The National Oceanic and Atmospheric Administration (NOAA) Climate Prediction Center forecast that the drier-than-average conditions may last through April.

NOAA said Northern California will continue deeper into drought through the end of April, citing that the "persistent high pressure over the North Pacific Ocean is expected to continue, diverting storm systems to the north and south and away from California and parts of the Southwest," as The Weather Channel reported.

As the climate crisis escalates and the world continues to heat up, California should expect to see water drawn out of its ecosystem, making the state warmer and drier. Increased heat will lead to further loss of snow, both as less falls and as more of it melts quickly, according to The Guardian.
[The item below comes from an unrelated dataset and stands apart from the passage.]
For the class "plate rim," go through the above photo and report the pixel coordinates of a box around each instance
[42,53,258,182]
"We aren't going to necessarily see less rain, it's just that that rain goes less far. That's a future where the flood risk extends, with bigger wetter storms in a warming world," said Swain, as The Guardian reported.

The Guardian noted that while California's reservoirs are currently near capacity, the more immediate impact of the warm, dry winter will be how it raises the fire danger as trees and grasslands dry out.

"The plants and the forests don't benefit from the water storage reservoirs," said Swain, as The Mercury News reported. "If conditions remain very dry heading into summer, the landscape and vegetation is definitely going to feel it this year. From a wildfire perspective, the dry years do tend to be the bad fire years, especially in Northern California."